A propos de la disparition d'Alain Resnais qui, à 91 ans, a travaillé jusqu'au bout à peaufiner son oeuvre multiforme, je voudrais livrer un témoignage personnel.
Mon amour de l'histoire, ma conscience politique, mon sens de l'humanisme, mon intérêt toujours très vif pour la culture juive, je l'ai en très grande partie développé à partir de la projection au lycée, sans doute vers 1960, de son court métrage sur les camps "Nuit et Brouillard". Un coup de massue pour mes jeunes années, une impresion indélébile.
A l'époque, on ne parlait pas de ce qui s'était passé ou si peu ... On ne connaissait pas l'étendue du massacre perpétré par les Nazis, de la Catastrophe, ni du nombre des victimes. Ceux qui en étaient revenus ne parlaient pas, ils éprouvaient comme la lourde responsabilité d'en être réchappé, eux ...

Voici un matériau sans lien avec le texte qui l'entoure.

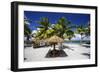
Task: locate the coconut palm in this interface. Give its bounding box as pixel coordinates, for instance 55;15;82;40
66;30;75;40
57;17;71;39
24;17;31;40
36;17;52;39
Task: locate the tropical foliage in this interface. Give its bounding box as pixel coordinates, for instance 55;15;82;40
24;18;31;40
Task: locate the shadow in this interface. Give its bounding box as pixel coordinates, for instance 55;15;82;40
59;45;74;51
45;50;68;58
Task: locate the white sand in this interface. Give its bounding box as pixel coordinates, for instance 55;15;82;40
24;44;90;62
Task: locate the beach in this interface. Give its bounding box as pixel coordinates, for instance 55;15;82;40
24;43;90;62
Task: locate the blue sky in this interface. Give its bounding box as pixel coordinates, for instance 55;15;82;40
24;11;90;30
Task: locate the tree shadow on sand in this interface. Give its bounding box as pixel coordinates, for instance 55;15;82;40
59;45;74;51
45;50;68;58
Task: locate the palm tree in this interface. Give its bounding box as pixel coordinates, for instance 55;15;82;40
36;17;52;39
66;30;75;40
58;17;71;39
24;17;31;40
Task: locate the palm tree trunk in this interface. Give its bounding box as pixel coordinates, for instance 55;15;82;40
53;44;56;50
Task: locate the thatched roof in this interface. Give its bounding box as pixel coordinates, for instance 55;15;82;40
47;35;64;43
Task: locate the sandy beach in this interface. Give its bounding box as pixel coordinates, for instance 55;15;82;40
24;43;90;62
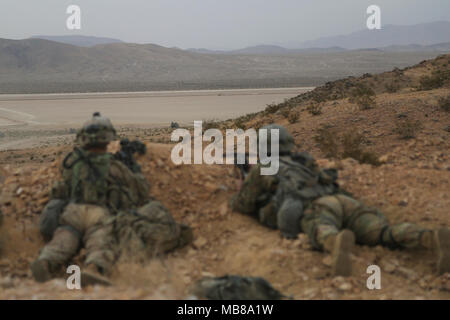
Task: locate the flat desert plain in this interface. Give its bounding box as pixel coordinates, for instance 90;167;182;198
0;87;313;150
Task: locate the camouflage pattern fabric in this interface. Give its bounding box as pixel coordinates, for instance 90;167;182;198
51;148;150;212
301;195;427;250
109;201;192;255
230;153;426;250
191;275;284;300
231;153;338;233
38;203;115;274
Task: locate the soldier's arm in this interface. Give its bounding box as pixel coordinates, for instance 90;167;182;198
230;165;276;215
111;160;150;206
50;155;72;200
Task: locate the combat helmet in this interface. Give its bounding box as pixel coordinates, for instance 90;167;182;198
75;112;117;149
261;124;295;154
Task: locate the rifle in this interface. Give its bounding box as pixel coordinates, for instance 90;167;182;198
234;153;251;181
114;138;147;173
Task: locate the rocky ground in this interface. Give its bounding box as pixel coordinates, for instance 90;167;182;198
0;55;450;299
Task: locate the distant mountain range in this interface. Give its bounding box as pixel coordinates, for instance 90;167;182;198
187;21;450;55
32;21;450;55
299;21;450;49
0;39;445;93
32;35;123;47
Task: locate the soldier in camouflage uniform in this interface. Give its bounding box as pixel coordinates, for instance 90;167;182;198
31;113;192;284
231;125;450;276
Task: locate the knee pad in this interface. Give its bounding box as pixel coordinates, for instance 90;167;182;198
313;196;344;216
277;199;303;239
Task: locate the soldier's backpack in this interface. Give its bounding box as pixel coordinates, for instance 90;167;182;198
39;199;67;241
191;275;285;300
272;152;339;208
63;148;112;205
268;152;339;238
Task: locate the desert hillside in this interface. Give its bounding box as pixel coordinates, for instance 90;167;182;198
0;55;450;299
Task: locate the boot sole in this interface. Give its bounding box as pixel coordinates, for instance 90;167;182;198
30;260;52;282
332;230;355;277
435;229;450;274
81;271;112;288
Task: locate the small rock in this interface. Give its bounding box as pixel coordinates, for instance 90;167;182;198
338;282;352;291
398;199;408;207
381;260;396;273
322;255;333;267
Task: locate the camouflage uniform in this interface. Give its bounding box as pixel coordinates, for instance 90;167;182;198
0;209;4;255
32;114;190;281
231;125;449;276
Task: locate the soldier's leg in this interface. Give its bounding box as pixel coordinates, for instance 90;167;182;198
135;201;193;252
277;198;303;239
302;196;355;276
337;195;450;274
115;201;193;255
301;196;343;251
31;226;81;282
336;195;428;249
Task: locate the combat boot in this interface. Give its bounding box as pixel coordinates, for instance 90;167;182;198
30;259;53;282
324;230;355;277
81;264;112;288
420;228;450;274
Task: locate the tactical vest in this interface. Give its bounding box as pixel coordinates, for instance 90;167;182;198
273;153;339;207
64;149;112;205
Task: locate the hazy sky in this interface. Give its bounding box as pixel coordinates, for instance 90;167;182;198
0;0;450;49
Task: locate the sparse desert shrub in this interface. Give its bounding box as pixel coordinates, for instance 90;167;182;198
340;131;380;166
233;117;246;129
202;119;220;132
394;119;422;139
418;70;450;90
314;126;339;158
288;110;300;124
350;83;375;102
384;81;400;93
355;95;376;110
418;75;444;91
306;103;322;116
264;103;281;114
280;108;291;119
438;95;450;112
314;126;380;166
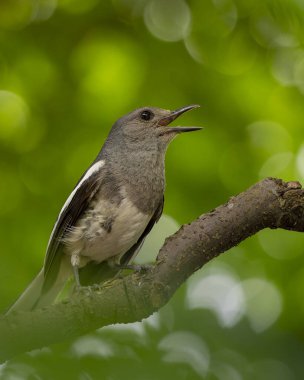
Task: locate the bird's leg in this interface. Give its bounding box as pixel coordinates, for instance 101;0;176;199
71;253;81;288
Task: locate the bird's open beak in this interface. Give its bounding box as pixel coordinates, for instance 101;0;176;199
158;104;202;134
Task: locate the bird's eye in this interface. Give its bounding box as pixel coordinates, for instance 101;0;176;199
140;110;154;121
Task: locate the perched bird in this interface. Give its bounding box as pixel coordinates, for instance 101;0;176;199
8;105;201;312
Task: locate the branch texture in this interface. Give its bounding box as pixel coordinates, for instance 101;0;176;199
0;178;304;361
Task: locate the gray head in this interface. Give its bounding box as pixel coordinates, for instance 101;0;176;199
104;105;201;149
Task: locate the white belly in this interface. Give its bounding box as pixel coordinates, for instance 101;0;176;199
63;194;151;266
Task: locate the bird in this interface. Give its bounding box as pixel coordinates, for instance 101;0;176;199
6;104;201;314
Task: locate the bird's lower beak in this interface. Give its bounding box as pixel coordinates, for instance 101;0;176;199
158;104;202;133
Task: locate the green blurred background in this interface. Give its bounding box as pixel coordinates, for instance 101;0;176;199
0;0;304;380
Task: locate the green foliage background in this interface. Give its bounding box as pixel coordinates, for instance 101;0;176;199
0;0;304;380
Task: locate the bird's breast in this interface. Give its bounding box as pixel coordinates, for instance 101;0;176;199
64;191;152;265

Ils voulaient vivre (je me réfère aux mémoires de Simone Weil). Et là, on en voyait les images, la réalité ...
Et c'est vrai que c'est un autre documentaire sorti en 1985, celui de Claude Lanzmann, qui a fait prendre conscience au plus grand nombre de la Shoah, auprès des indifférents, de ceux qui ne voulaient pas savoir ... mais donc beaucoup plus tard. En 1960, c'était encore l'omerta et je mesure aujourd'hui, à la lecture d'un article du Monde, les polémiques suscitées par le film d'Alain Resnais. Pour moi, cette projection reste profondément ancrée dans ma mémoire. J'en ai eu des cauchemard bien des nuits, j'ai encore en l'oreille la voix rauque de Michel Bouquet, les images terribles, l'impression indélébile qu'il a provoqué en moi, le désir de comprendre ... pas encore assouvi aujourd'hui.
Il fallait donc un sacré courage, en 1956, pour réaliser, produire et diffuser "Nuit et Brouillard".